Self-healing cement can help reduce failure rates of geothermal wellbores
A newly developed polymer-cement blend may be the answer to the long-standing problem of mechanical failure of geothermal wells
A chemist and his team in Brookhaven National Laboratory (BNL) have developed a polymer-blended cement with self-healing properties which has the potential of vastly reducing the failure rates of geothermal wellbores. The cement was especially formulated to retain its mechanical properties even in the high temperature and pressure of a geothermal environment.
The research was headed by Carlos Fernandez of Pacific Northwest National Laboratory (PNNL) in collaboration with Simerjeet Gill and was funded by the Department of Energy’s Geothermal Technologies Office.
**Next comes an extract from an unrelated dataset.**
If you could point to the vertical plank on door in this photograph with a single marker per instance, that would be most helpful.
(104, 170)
According to the published research, the addition of the polymer to the cement enhances its elasticity by 60 to 70 percent. This makes it more resistant to fractures and allows for larger deformations before undergoing failure. The performance of the polymer-cement compounds has been predicted through computation modeling by Vanda Glezakou of PNNL.
Self-healing cement has the potential to address some of the most pertinent issues with wellbores not just for geothermal, but also for oil and gas. Cracks in wellbores result in decreased productivity, requiring expensive workovers, not to mention the environmental effects of contamination of well fluids into aquifers and surface waters.
The team is hoping that the self-healing cement can contribute towards the growth of the geothermal energy industry. In the future, it could also be used to reduce mechanical failure in nuclear waste facilities and hydropower dams.